= Jin Guidi =

Chinese boxer

Jin Guidi (靳貴第 (靳贵第, Jìn Guìdì); 6 June 1915 – 1937), or Chin Kuai-Ti, was a Chinese soldier and boxer.

He competed for the Republic of China in the 1936 Summer Olympics. Jin Guidi encountered British middleweight boxing champion Richard Shrimpton. He became more and more courageous, making it difficult for Shrimpton to fight, and backed up frequently, winning the applause of his Chinese compatriots in the audience again and again. The frustrated British player became angry and violently knocked Jin Guidi to the ground with his left elbow. This was against the rules.

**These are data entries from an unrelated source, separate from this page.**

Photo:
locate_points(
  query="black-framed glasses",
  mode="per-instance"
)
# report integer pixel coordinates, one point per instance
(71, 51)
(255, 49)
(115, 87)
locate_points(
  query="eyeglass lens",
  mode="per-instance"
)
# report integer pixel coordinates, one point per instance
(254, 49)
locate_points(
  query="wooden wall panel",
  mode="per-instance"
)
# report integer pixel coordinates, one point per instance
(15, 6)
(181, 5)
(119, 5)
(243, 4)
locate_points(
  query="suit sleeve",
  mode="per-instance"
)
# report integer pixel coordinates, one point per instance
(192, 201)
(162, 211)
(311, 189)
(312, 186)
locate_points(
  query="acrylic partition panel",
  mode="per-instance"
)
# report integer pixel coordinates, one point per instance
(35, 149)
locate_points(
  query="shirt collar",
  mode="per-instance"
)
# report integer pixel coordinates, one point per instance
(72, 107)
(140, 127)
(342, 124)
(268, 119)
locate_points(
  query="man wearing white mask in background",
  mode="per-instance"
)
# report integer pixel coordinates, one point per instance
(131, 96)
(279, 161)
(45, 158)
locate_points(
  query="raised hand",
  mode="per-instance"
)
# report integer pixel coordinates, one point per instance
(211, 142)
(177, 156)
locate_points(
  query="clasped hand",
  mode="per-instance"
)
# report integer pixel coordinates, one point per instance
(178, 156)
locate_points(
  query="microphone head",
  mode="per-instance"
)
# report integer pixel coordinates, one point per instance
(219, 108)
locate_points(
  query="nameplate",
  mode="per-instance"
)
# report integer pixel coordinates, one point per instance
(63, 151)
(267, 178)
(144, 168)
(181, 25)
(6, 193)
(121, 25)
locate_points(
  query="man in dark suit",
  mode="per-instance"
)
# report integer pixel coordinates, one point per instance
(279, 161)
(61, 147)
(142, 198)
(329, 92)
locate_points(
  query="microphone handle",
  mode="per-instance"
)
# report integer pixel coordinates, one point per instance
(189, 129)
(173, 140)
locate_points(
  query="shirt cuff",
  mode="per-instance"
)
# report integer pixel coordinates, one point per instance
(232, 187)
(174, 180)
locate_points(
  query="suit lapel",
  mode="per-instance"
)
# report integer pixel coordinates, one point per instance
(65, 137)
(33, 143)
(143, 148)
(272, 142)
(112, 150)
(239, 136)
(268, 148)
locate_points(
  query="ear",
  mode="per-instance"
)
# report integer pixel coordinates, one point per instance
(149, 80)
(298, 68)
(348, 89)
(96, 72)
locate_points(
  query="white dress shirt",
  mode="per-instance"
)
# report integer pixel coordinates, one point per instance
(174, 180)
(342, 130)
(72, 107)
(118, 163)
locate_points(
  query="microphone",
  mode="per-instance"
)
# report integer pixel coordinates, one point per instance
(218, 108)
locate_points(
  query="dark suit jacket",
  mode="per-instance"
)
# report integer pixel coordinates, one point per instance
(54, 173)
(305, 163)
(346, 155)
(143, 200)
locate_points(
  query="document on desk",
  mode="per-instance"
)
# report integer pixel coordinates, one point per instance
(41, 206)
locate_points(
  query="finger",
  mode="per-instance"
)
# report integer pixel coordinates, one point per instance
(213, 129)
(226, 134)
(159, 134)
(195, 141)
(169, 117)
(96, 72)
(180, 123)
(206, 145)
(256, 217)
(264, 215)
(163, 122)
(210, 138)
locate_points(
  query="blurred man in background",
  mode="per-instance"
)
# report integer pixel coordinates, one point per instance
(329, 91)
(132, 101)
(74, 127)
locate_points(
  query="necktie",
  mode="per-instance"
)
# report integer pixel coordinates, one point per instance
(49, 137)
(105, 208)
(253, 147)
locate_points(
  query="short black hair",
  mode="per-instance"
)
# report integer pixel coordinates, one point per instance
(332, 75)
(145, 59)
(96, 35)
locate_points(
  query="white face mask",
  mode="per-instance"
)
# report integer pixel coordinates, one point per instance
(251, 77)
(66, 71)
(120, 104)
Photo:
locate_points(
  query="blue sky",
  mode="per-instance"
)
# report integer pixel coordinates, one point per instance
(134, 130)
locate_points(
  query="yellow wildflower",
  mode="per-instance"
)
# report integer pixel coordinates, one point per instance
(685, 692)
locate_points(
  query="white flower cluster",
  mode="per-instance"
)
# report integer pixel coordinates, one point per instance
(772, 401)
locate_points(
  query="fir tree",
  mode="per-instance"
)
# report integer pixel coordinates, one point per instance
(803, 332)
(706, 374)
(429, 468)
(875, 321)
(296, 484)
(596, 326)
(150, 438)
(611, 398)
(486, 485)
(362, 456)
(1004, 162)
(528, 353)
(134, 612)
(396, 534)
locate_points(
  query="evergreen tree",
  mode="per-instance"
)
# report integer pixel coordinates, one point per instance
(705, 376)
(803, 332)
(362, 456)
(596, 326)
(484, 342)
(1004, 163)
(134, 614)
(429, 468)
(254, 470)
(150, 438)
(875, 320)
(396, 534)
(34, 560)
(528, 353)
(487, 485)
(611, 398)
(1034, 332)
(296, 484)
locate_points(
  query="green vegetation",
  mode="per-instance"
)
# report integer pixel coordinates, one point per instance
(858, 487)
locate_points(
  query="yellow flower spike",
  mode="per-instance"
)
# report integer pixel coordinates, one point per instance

Before Jin Guidi got up, he was hit again and fell again, bleeding in his mouth and nose, and his waist was injured. The British player's violations caused boos on the scene. The French referee convicted Shrimpton for a serious foul, and Jin Guidi won! However, the British referee Green ignored this decision and counter-judged Shrimpton to win. The Irish prosecutor also gave false testimony and the audience uproared, and the audience refused to leave. Chen Hanxiang, coach of the Chinese boxing team, protested angrily but it did not help and Jin was eliminated in the first round of the middleweight class.

Jin was killed in a battle against the Japanese army in 1937 during the Second Sino-Japanese War.